Tools for Data Infrastructure#
TL;DR
Make sure your Source Control Management (SCM) is ready to use; we’re using
git
Sign up for a “git forge”; we’re using GitHub.com
In relevant projects, use and build data packages wherever possible; we’re using
dvc
, since it’s language-agnostic.(optional, but highly recommended) Document and share your project; we’re using
jupyter-book
(optional, but highly recommended) Schemas and testing for your data; we’re using
pandera
In the last section, we talked about the engineering practice, a body of “art” that consists of knowledge and accepted best-practice that supports experts in making context-sensitive decisions.
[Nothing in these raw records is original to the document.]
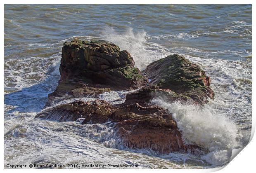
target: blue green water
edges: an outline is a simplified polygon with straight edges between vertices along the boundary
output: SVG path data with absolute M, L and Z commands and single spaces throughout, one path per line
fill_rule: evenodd
M 170 54 L 184 55 L 211 77 L 216 99 L 199 113 L 161 104 L 173 113 L 189 113 L 183 117 L 226 117 L 223 121 L 232 130 L 227 132 L 217 119 L 206 119 L 201 138 L 209 139 L 204 140 L 206 146 L 216 145 L 211 154 L 157 157 L 147 151 L 115 149 L 107 125 L 99 125 L 104 126 L 99 131 L 75 122 L 34 119 L 59 79 L 63 44 L 75 37 L 111 41 L 128 50 L 141 70 Z M 209 168 L 226 163 L 230 149 L 249 138 L 251 59 L 251 5 L 5 5 L 5 164 L 105 161 L 141 168 Z M 101 98 L 111 101 L 125 93 L 106 93 Z M 195 119 L 187 119 L 186 124 L 195 126 Z M 223 129 L 220 144 L 209 144 L 215 135 L 206 126 L 210 123 Z M 192 132 L 184 133 L 194 141 Z

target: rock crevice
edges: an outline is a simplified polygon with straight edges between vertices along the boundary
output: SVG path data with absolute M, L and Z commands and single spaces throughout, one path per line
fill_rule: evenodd
M 190 101 L 203 105 L 213 99 L 210 77 L 198 65 L 175 54 L 149 64 L 143 71 L 144 75 L 134 67 L 127 51 L 104 40 L 76 39 L 65 42 L 62 52 L 61 79 L 49 95 L 45 107 L 70 98 L 90 96 L 95 99 L 47 108 L 36 118 L 60 122 L 82 119 L 81 125 L 111 121 L 116 123 L 114 129 L 124 147 L 149 149 L 159 154 L 197 154 L 206 150 L 184 143 L 182 132 L 171 114 L 150 103 L 160 97 L 168 102 Z M 103 92 L 139 88 L 127 94 L 122 104 L 113 105 L 97 99 Z

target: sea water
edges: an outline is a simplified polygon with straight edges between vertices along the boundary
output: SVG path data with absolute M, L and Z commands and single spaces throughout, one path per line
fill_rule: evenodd
M 75 37 L 112 42 L 130 52 L 141 70 L 173 54 L 200 65 L 211 77 L 214 101 L 202 108 L 158 98 L 152 102 L 172 114 L 185 143 L 209 152 L 159 155 L 123 147 L 111 122 L 81 125 L 34 119 L 57 86 L 63 44 Z M 251 5 L 5 5 L 4 58 L 5 166 L 214 168 L 228 163 L 232 149 L 250 138 Z M 99 98 L 120 103 L 129 92 L 104 93 Z

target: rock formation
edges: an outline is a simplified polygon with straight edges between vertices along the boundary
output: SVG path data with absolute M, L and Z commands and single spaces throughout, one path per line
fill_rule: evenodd
M 128 94 L 126 103 L 145 105 L 153 98 L 160 97 L 169 102 L 179 100 L 203 105 L 209 98 L 214 98 L 214 94 L 210 88 L 210 77 L 183 56 L 174 54 L 156 61 L 143 72 L 150 82 Z
M 49 95 L 45 108 L 67 98 L 137 89 L 148 82 L 134 67 L 127 51 L 120 51 L 118 46 L 105 40 L 75 39 L 64 43 L 59 72 L 59 84 Z
M 150 103 L 160 97 L 169 102 L 203 105 L 213 98 L 210 78 L 184 56 L 173 55 L 154 62 L 143 71 L 144 76 L 134 67 L 130 54 L 121 51 L 115 44 L 75 39 L 64 43 L 59 70 L 61 79 L 55 91 L 49 94 L 46 106 L 54 105 L 56 98 L 59 101 L 66 99 L 67 95 L 68 98 L 79 98 L 144 86 L 128 94 L 122 104 L 113 105 L 97 99 L 76 101 L 46 108 L 36 118 L 60 122 L 78 119 L 81 124 L 110 121 L 115 123 L 116 136 L 127 147 L 148 149 L 159 154 L 198 154 L 204 151 L 184 143 L 182 132 L 171 114 Z

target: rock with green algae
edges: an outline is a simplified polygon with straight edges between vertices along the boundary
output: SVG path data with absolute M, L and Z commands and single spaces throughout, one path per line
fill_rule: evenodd
M 64 43 L 59 67 L 61 79 L 48 95 L 45 108 L 67 99 L 93 96 L 111 91 L 130 90 L 148 81 L 134 67 L 126 50 L 105 41 L 74 39 Z
M 159 154 L 197 154 L 207 151 L 184 142 L 182 132 L 167 110 L 149 105 L 156 97 L 169 103 L 193 101 L 201 104 L 208 98 L 213 98 L 210 78 L 184 56 L 173 55 L 151 63 L 143 71 L 145 77 L 134 68 L 130 54 L 120 51 L 115 44 L 75 39 L 64 44 L 59 70 L 60 82 L 48 98 L 53 105 L 56 98 L 66 100 L 113 90 L 130 90 L 145 85 L 147 77 L 151 80 L 127 94 L 121 104 L 113 105 L 98 99 L 76 101 L 45 109 L 36 118 L 79 120 L 81 124 L 111 121 L 115 124 L 116 139 L 126 147 L 147 149 Z
M 204 105 L 214 99 L 211 79 L 199 66 L 174 54 L 154 62 L 143 71 L 150 79 L 146 86 L 126 96 L 126 103 L 150 103 L 155 98 L 170 103 L 190 101 Z

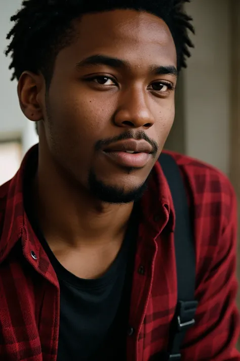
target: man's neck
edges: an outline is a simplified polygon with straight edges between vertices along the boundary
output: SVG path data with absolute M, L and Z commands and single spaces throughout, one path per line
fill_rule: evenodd
M 109 204 L 73 187 L 41 161 L 32 192 L 38 223 L 48 242 L 68 246 L 104 244 L 124 237 L 133 204 Z M 51 170 L 49 171 L 49 169 Z

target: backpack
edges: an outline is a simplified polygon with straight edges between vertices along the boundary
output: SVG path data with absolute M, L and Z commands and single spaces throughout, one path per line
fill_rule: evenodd
M 173 158 L 162 153 L 159 159 L 170 189 L 176 214 L 174 244 L 178 287 L 178 301 L 170 325 L 167 351 L 153 360 L 175 361 L 181 359 L 181 347 L 186 331 L 195 323 L 197 301 L 194 299 L 195 253 L 194 239 L 190 221 L 183 180 Z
The other key component to problem solving in-context is a suite of tools in your “toolbox”. Tools enable experts to efficiently accomplish their goals, and understanding the tools being used within your community will help you critique and contribute to other work, as well. If the practice is a technical community’s mutual direction or heading, we might think of these tools as the infrastructure of a technical community.
Data Science tools, and text-analysis tools, by extentsion, care a great deal about how data gets used, so, let’s call this idea data infrastructure.
- Data Infrastructure
digital infrastructure promoting data sharing and consumption
This, like the section before, is worth a course of it’s own: spanning development- and data-operations, software engineering principles, information maintainers, human factors, and plenty of cautionary tales.
What’s the Big Idea?#
Rather than delving too deep here, it’s important to get an idea of what the “big challenge” is, and some basic tools to get started for this course, specifically.
Theory vs. Practice#
Analysts, data scientists, etc., would like to:
Load their data
Grab their trusty libraries of well-documented tools
\(\rightarrow\) pipeline \(\rightarrow\)
Report out results that anyone can use and trust!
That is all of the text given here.